The subject becomes even more complicated if we think about falling in lovegenerates a certain idealization of the loved one. During this first phase of the relationship, admiration and love are almost identical. One begins to take precedence over the other over time. Everything is finally decided through the mind and the heart.
Physical beauty, for example, is something that can arouse admiration and desire. These feelings can be very intense. So much, that sometimes we confuse this set with love. It's the same for otherscircumstantial virtues such as fameor power. They generate so much admiration that they sometimes end up mixing with love.
” To love is to admire with the heart, but to admire is to love with the spirit.”-Alfredo La Mont-
Admiration and love, sets and separations
In one way or another, admiration is always present when love exists. In this case, love and admiration go together. However, this is not the case when the terms are reversed. In other words, it is not because there is admiration that love is necessarily present.
Idealization consists in attributing to the other virtues that he does not have or exaggerate those he possesses. This happens frequently at the beginning of the relationship. The members of the couple do not know each other enough, but look at each other through a filter: the desire that the other person be someone wonderful. There is then admiration and love, but both have weak bases. Indeed, a good part of this love corresponds to expectations and fantasies.
Admiration and self-esteem
It is usual for people with self-esteem problems to idealize love and "fall in love" with those they consider to be above average.
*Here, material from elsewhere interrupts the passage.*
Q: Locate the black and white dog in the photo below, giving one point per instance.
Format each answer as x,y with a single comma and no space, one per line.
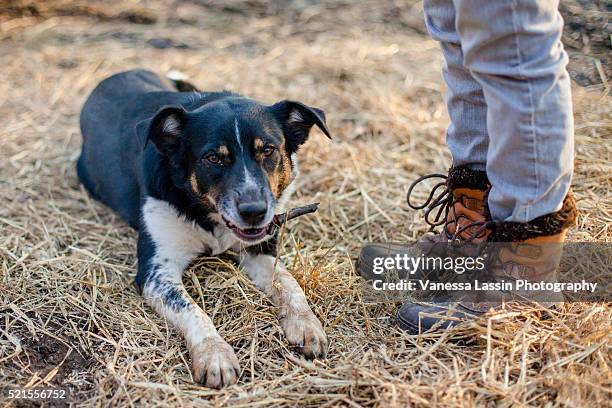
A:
199,173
The supposed feeling of love is thus inspired by the supposed admiration.In reality, they seek to rediscover that self-love which is lacking in them through the approval and affection of someone to whom they attribute this power.
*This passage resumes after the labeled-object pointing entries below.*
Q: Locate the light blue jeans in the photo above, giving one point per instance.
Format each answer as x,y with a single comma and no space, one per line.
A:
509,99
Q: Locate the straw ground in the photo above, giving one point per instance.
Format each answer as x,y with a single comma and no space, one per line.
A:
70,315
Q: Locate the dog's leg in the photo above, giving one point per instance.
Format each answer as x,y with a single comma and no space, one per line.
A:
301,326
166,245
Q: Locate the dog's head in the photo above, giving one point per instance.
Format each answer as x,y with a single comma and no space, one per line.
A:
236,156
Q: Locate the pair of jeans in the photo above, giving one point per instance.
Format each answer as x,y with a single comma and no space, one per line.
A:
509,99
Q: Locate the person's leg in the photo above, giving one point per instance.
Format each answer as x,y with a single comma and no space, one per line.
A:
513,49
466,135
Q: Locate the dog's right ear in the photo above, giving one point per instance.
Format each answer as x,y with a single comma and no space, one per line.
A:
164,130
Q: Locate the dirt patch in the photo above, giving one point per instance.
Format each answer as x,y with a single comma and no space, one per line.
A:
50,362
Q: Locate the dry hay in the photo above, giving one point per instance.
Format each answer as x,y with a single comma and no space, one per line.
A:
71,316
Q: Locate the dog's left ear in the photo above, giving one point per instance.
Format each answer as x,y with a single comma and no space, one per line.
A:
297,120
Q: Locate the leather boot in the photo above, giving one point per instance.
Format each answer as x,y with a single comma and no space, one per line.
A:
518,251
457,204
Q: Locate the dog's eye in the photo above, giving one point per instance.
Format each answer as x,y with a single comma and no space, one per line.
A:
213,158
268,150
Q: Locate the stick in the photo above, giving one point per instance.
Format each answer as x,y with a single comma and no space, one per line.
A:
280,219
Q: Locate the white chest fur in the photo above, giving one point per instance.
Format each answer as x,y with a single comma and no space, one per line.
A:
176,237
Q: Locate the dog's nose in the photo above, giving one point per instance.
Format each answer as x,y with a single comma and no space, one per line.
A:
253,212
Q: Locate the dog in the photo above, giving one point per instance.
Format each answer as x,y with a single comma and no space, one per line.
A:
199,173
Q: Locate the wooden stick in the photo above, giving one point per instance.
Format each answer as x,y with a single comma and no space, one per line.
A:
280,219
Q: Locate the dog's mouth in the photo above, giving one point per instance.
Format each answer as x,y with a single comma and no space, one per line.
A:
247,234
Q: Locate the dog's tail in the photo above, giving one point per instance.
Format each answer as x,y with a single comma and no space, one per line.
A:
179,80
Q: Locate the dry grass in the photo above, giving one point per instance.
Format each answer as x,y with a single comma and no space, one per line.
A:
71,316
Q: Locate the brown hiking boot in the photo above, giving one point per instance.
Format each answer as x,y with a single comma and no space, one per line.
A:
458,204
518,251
There are also some stereotypes in our culture of what is admirable or not. In "commercial" terms, someone admirable is the one who matches the ideal customer of the market. He who respects the parameters established by the latter. Beautiful, athletic, with a capacity of consumption and very self-determined.
Therefore,many people eager for acceptance will seek these stereotypes to deposit on them their apparent affections. It is a way of feeling included and warding off the specter of rejection. Nevertheless, there is neither admiration nor love. Only a hard and strong rejection of oneself.
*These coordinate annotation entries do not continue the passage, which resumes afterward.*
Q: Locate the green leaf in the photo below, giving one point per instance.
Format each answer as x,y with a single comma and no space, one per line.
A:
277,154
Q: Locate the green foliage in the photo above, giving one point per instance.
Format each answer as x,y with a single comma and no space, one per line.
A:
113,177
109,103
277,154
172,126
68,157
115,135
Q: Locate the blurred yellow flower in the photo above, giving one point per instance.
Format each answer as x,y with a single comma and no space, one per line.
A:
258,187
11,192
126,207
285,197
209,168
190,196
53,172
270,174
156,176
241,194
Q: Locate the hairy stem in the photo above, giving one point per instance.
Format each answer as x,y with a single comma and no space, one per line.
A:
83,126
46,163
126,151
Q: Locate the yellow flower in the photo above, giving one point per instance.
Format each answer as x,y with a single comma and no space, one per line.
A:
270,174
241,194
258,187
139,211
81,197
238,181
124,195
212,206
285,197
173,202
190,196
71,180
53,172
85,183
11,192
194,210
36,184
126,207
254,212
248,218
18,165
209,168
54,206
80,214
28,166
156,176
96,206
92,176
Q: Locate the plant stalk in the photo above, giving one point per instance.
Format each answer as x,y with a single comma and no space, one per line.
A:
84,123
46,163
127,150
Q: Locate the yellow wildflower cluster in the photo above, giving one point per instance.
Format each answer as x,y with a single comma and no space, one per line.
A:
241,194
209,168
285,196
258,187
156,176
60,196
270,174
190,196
A healthy admiration and a healthy love
True love focuses more on giving oneself for the sake of others than about awakening the love of each other. It's not a "blinding feeling". He is not born overnight either. True love presupposes knowledge, acceptance and, of course, the admiration of the spouse. This is an admiration that arises from knowledge and recognition.
Admiration and love go hand in hand when we manage to deepen the relationship with the other and discover the many virtues of the latter. Virtues that would not be appreciated at first sight. There is a positive disposition for these discoveries.There is no point in using these virtues.
On the other hand, theadmLovelessness is the fruit of reflection. This implies the recognition of virtues, abilities or qualities considered valid. An artist is admired for his talent. A leader for his tenacity, a teacher for his knowledge. None of this involves love in the romantic sense of the term. We can admire without loving, but not the opposite.